Continued from page 1

“We did not make a proposal which mirrored the owners’ proposal,” Fehr said. “We did not say let’s go back to when we didn’t have a salary cap. We said, `Look, there is a meaningful disparity in revenue between the teams, and in recognition of that, there is a way we think we can fix the system so we don’t end up in the same problem all over again.

“If you look at what happened in all the cap sports … it doesn’t matter what the sport is, and it doesn’t matter what the claimed economics are, the proposal is always the same: it is always players will take a lot less money, and if not we will lock you out. It’s regrettable, but that is the world we seem to live in.”

The NHL has backed off its previous demand of a 24 percent cut on all existing contracts _ a key component of the deal that ended the season-long lockout in 2005 _ but the league is seeking cuts in other ways to make up for that.

“We’re not asking for a rollback,” Bettman said. “We have said that our proposal _ the one that is time-sensitive _ would have a phase-in, and while it contemplates the possible reduction in player share, if you use our estimates it would be under 10 percent. If you use the players’ association’s estimate on revenue growth, it would actually be 7 percent.

“When you factor all of that in, it seems to me that having a work stoppage and damaging (hockey-related revenue) long term really doesn’t make a whole lot of sense.”

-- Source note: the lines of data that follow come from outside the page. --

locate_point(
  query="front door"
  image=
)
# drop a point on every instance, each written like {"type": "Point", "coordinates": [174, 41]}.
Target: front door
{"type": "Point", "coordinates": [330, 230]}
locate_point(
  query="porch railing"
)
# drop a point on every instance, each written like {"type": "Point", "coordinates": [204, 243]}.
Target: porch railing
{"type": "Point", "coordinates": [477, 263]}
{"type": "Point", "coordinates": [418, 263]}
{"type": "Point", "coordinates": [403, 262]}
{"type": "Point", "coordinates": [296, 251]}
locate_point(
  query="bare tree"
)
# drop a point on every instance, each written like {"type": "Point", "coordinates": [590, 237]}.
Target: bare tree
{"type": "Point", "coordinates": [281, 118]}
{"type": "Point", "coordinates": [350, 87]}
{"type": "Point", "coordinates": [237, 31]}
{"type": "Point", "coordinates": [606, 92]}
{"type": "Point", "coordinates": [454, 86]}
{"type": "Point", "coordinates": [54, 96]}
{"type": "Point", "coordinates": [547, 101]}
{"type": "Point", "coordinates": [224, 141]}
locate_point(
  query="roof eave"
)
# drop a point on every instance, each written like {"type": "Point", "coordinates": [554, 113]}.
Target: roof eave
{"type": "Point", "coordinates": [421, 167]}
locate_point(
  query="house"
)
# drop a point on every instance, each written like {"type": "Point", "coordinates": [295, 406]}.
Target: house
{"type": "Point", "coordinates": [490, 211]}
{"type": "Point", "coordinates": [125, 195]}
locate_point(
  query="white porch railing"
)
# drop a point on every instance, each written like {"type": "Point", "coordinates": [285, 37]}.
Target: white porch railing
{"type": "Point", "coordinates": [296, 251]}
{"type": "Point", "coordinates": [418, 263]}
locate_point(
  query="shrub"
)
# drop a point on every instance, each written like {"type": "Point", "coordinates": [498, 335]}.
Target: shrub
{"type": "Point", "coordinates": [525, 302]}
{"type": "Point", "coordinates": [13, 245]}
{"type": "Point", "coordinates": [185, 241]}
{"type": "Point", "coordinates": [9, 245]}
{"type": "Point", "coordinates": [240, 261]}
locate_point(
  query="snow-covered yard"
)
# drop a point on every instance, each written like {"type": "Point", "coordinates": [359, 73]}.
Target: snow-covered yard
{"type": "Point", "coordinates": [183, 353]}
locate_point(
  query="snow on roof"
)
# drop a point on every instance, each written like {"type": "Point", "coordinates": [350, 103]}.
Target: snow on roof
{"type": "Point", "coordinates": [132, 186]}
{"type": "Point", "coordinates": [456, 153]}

Fehr conceded that the phase-in does slow the rate the players would absorb cuts, but not in a significant manner.

“The phase-in in the first year would hit the players a little bit less than the full phase-in, it would reduce the share from 57 to 49 rather than from 57 to 47,” he said. “While it is accurate in a sense that the owners’ proposal does not take quite as much money from the players, somebody might say that they’ve moved from an extraordinary large amount to a really very big amount.”

As he has all along, Bettman insisted that the league will not operate the upcoming season under the current economic plan, and cited damage that will result from an impending lockout as the reason why the current offer won’t be viable after this weekend.

“What we would be prepared to do now to make a deal before there is extensive damage is not the same that we will be prepared to do in the event we get to a point where we have suffered the damage,” Bettman said. “We looked at their proposal. It was clear that there wasn’t very much movement at all.”

Elsewhere, the union filed an application with Quebec’s labor relations board, along with at least 16 Montreal Canadiens, asking it to declare a lockout illegal in the province. A hearing on the application is scheduled for Friday.

“The players don’t want to see hockey interrupted,” Fehr said. “We believe under Quebec law, a lockout would not be appropriate and would not be legal, so we are asserting that position. We would like to think that is consistent with the interests of the fans and eventually consistent with the interests of the owners.

“We’ll let the legal proceedings take care of themselves.”

What makes this week unusual _ in addition to the looming deadline _ is the number of players on hand. It will indeed be the offseason’s biggest show of force. Pittsburgh captain Sidney Crosby, one of the league’s biggest stars, is one of them. He skated on Tuesday with some of his Penguins teammates in suburban Pittsburgh before traveling to New York.

“We’re not in position to make a judgment as to whether this is going to be productive. We have to wait and see,” Fehr said. “Every day is in some sense more important than the last one.

“You can only make a deal when people are ready to make a deal.”